共通テスト(理科)試験 令和5年度(2023年度)本試験 問37(生物基礎(第1問) 問1) (訂正依頼・報告はこちら)

次の文章を読み、後の問いに答えよ。

(a)地球上に出現した最初の生物は原核生物であり、原核生物の進化によって真核生物が出現したと考えられている。真核細胞の一部は葉緑体を持つが、葉緑体の起源は真核細胞に共生したシアノバクテリアであるとされる。
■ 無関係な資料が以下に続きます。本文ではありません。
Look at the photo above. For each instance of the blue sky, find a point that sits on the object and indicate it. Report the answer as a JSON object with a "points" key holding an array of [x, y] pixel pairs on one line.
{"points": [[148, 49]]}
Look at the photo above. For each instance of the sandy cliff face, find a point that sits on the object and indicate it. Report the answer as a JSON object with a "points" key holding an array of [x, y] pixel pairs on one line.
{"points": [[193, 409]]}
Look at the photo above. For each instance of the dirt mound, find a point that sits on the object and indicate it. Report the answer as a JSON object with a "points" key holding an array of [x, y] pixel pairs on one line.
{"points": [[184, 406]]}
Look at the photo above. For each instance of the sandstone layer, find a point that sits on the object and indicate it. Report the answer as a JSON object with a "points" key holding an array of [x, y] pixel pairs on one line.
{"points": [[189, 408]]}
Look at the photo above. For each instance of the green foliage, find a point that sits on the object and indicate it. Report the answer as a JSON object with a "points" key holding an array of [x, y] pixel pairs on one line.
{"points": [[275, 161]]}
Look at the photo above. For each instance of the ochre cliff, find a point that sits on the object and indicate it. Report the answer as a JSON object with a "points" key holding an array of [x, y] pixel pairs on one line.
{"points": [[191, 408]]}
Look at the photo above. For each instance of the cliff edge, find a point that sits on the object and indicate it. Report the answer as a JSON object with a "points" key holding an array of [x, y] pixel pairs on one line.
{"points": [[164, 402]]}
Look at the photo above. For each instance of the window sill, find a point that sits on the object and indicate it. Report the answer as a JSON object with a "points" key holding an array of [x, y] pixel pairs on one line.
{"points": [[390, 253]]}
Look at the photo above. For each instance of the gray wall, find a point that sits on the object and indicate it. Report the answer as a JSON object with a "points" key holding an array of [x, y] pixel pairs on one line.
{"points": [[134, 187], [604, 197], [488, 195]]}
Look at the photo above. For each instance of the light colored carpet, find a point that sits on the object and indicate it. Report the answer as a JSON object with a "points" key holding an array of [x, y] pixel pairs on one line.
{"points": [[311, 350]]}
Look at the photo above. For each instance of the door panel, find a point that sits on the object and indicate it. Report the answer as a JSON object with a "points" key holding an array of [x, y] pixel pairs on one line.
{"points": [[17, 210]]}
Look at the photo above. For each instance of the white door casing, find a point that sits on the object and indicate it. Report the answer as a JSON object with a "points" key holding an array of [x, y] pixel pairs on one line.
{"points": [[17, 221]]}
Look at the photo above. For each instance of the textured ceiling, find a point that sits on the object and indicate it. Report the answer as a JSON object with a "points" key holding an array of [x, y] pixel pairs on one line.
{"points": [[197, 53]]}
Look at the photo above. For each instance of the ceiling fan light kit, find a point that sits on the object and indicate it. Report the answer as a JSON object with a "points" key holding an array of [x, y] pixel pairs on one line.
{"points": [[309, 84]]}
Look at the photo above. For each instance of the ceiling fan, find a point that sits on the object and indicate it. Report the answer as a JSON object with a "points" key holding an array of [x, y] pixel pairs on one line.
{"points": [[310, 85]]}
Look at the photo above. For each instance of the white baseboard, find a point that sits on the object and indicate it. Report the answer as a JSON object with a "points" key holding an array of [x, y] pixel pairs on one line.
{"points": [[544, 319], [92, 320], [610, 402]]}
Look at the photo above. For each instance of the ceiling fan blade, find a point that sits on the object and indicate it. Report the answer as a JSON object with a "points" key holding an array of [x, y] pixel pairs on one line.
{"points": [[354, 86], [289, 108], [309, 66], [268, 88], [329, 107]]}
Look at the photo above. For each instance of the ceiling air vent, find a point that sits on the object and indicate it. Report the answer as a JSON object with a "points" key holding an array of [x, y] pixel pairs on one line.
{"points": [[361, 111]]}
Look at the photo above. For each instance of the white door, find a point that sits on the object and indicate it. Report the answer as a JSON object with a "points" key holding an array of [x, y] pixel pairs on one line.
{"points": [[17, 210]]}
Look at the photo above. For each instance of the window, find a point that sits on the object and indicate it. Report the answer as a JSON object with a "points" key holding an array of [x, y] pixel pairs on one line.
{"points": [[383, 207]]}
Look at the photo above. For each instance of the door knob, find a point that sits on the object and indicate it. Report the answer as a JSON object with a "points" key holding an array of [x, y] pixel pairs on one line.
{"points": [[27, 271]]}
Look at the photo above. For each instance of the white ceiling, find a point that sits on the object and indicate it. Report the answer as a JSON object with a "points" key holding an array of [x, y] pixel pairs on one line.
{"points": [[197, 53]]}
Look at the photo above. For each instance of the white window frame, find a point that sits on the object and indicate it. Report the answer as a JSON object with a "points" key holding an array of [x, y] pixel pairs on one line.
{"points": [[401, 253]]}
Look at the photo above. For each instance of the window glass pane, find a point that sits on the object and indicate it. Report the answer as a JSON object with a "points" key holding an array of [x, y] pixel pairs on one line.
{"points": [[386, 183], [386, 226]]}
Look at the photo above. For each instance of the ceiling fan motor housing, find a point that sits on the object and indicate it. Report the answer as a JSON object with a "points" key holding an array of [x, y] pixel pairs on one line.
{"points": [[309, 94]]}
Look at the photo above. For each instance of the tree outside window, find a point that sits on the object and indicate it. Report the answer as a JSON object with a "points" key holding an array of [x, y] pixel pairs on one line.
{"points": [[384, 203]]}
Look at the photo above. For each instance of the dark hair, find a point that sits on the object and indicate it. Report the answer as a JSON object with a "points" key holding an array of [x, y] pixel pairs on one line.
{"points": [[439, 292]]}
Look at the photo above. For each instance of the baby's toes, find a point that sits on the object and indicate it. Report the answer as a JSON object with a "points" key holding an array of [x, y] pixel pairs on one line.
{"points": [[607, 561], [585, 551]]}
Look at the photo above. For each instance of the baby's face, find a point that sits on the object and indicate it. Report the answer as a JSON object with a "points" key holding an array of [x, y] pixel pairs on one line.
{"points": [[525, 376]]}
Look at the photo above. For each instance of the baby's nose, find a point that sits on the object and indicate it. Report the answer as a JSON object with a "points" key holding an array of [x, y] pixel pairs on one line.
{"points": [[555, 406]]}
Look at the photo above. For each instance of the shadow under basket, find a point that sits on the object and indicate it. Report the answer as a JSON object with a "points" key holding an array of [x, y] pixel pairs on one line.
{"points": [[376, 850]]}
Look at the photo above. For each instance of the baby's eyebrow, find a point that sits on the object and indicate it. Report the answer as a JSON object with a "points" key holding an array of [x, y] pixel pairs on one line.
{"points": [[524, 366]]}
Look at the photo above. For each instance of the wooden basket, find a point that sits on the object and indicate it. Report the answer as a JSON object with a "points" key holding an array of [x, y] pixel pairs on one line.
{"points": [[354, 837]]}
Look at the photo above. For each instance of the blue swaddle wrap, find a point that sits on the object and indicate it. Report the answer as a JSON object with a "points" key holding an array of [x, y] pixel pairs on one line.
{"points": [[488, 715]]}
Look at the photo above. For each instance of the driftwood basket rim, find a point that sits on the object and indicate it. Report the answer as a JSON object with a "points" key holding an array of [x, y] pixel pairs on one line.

(b)長い共生の歴史のなかで独立して代謝を行うことができなくなったシアノバクテリアが、葉緑体になったと推測されている。

下線部(a)に関連して、原核細胞と真核細胞の比較に関する記述として最も適当なものを、次の選択肢のうちから一つ選べ。
  • 核酸は、原核細胞にも真核細胞にも存在するが、核酸を構成する塩基の種類は両者で異なる。
  • 酵素は、原核細胞には存在しないが、真核細胞には存在するので、真核細胞では原核細胞よりも代謝が速く進む。
  • ATPは、原核細胞でも真核細胞でも合成されるが、原核細胞にはATP合成の場であるミトコンドリアは存在しない。
  • 細胞の大きさは、原核細胞よりも真核細胞のほうが大きいことが多いが、原核細胞と真核細胞のどちらにも1個の細胞を肉眼で観察できるものはない。
  • 呼吸は、真核細胞の多くが行うが、原核細胞は行わない。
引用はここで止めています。